The study, conducted at an outpatient geriatric psychiatry clinic from July 1, 2012, to July 31, 2019, included participants aged 59 to 85 years who met Diagnostic and Statistical Manual of Mental Disorders (Fourth Edition) (DSM-IV) criteria for major depressive disorder without psychotic features. Participants were recruited for a single-group, open-label escitalopram treatment trial (NCT01728194) through advertisements and clinical referrals. Participants provided written informed consent approved by the Weill Cornell Medicine and Nathan Kline Institute institutional review boards. Exclusion criteria were current or lifetime history of any Axis I psychiatric disorder other than major depressive disorder or comorbid generalized anxiety disorder, high suicide risk, history of electroconvulsive therapy, ongoing treatment with medications associated with depression (eMethods in Supplement 1), acute or severe medical illness, mild cognitive impairment or dementia, history of neurologic disease, and contraindications to undergoing MRI. The study and data are presented according to the Transparent Reporting of Evaluations With Nonrandomized Designs (TREND) reporting guideline for nonrandomized clinical trials.[26]

Diagnostic Assessments

A DSM-IV diagnosis was assigned by a study clinician based on the Structured Clinical Interview for DSM–Revised,[27] and inclusion required a Hamilton Depression Rating Scale (HAM-D) score of 18 or more (range, 0-76, where 0 indicates no depression and 76 indicates severe depression).[28] Mild cognitive impairment was assessed using the Petersen criteria[29] and determined using a previously described classification procedure.[30] Although the primary outcome for the main clinical trial was the Montgomery-Asberg Depression Rating Scale score, several items capture core features of apathy (Montgomery-Asberg Depression Rating Scale dysphoric apathy subscale).[31,32] Therefore, the HAM-D score was chosen as the primary depression outcome in the secondary analysis presented here.

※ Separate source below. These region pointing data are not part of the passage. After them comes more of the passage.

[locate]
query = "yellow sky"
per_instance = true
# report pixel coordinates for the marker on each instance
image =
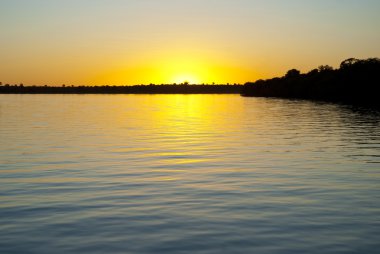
(126, 42)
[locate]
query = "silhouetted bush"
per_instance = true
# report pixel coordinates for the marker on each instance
(356, 81)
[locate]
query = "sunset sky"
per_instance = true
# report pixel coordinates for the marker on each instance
(125, 42)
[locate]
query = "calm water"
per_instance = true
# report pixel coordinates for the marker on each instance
(187, 174)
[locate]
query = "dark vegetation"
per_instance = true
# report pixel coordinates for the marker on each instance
(355, 82)
(137, 89)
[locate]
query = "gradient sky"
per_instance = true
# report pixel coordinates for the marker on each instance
(122, 42)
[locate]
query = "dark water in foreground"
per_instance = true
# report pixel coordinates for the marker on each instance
(187, 174)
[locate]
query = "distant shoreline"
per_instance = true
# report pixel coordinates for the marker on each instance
(137, 89)
(355, 82)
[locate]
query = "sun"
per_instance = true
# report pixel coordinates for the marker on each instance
(185, 78)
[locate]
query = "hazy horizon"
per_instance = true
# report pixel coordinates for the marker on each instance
(141, 42)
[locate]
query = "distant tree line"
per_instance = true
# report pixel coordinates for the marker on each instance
(184, 88)
(355, 81)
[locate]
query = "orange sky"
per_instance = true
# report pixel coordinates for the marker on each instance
(125, 42)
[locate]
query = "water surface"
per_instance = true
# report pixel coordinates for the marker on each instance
(187, 174)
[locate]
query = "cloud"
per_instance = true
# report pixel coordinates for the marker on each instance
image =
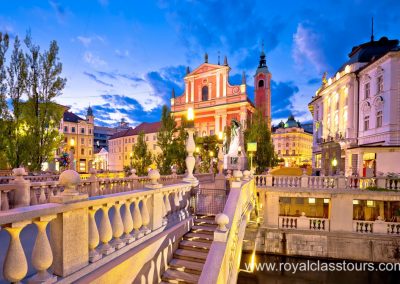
(306, 49)
(93, 59)
(94, 78)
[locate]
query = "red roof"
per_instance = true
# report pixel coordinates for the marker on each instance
(145, 127)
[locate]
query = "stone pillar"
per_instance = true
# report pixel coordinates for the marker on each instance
(70, 242)
(271, 211)
(22, 188)
(341, 213)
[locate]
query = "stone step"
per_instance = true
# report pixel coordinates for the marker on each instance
(191, 255)
(196, 246)
(198, 237)
(175, 276)
(203, 229)
(186, 266)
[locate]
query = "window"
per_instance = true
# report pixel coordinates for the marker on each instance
(379, 87)
(366, 122)
(367, 90)
(379, 119)
(204, 93)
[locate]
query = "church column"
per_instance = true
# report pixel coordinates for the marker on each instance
(187, 92)
(217, 129)
(224, 86)
(192, 90)
(218, 79)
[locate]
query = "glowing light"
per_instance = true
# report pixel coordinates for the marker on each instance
(220, 135)
(190, 114)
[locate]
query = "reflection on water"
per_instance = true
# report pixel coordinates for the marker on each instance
(303, 277)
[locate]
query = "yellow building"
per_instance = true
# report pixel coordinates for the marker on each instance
(292, 143)
(78, 137)
(121, 144)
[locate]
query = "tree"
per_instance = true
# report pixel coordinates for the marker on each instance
(141, 156)
(259, 132)
(42, 113)
(4, 116)
(165, 140)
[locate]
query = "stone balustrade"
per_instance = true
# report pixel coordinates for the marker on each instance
(84, 232)
(326, 182)
(223, 260)
(40, 192)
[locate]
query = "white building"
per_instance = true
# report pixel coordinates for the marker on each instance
(356, 113)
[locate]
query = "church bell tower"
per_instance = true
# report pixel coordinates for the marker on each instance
(262, 85)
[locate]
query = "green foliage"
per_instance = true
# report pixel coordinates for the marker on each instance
(207, 145)
(258, 131)
(141, 156)
(171, 140)
(30, 126)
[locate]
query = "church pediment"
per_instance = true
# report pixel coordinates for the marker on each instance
(206, 68)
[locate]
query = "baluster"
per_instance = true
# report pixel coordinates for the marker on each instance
(137, 219)
(15, 265)
(42, 197)
(145, 216)
(94, 239)
(128, 223)
(42, 256)
(105, 231)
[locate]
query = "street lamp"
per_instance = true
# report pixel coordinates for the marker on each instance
(190, 148)
(220, 153)
(72, 150)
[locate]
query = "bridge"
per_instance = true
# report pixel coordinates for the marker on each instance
(160, 229)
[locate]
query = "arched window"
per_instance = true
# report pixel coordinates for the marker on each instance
(204, 93)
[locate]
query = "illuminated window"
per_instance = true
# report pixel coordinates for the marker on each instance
(204, 93)
(366, 122)
(367, 90)
(379, 119)
(379, 86)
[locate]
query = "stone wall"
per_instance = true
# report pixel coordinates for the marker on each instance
(376, 248)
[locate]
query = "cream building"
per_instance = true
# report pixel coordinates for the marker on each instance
(78, 136)
(356, 113)
(292, 143)
(121, 144)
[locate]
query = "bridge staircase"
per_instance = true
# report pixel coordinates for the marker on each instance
(188, 260)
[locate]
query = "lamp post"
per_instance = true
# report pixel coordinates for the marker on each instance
(71, 151)
(190, 148)
(220, 153)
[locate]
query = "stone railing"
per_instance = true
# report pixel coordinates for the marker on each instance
(223, 260)
(326, 182)
(21, 192)
(376, 227)
(86, 231)
(303, 223)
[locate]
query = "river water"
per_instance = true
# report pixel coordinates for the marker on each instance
(324, 276)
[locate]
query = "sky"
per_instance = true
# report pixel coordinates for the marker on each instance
(124, 57)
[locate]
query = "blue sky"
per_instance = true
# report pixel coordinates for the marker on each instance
(123, 57)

Apathy was evaluated using the clinician-rated version of the Apathy Evaluation Scale,[33,34,35] a psychometrically validated instrument consisting of 18 items rated on a Likert scale.[33,36,37] Total scores range from 18 to 72, with higher scores corresponding to more severe symptoms. An examination of the psychometric properties of the Apathy Evaluation Scale found that cutoff values greater than 40.5 and 37.5[33] had similar sensitivity (88%), although a higher cutoff value had better specificity.[34] Accordingly, an Apathy Evaluation Scale score of more than 40.5 was considered a priori to represent clinically significant apathy.[34,35]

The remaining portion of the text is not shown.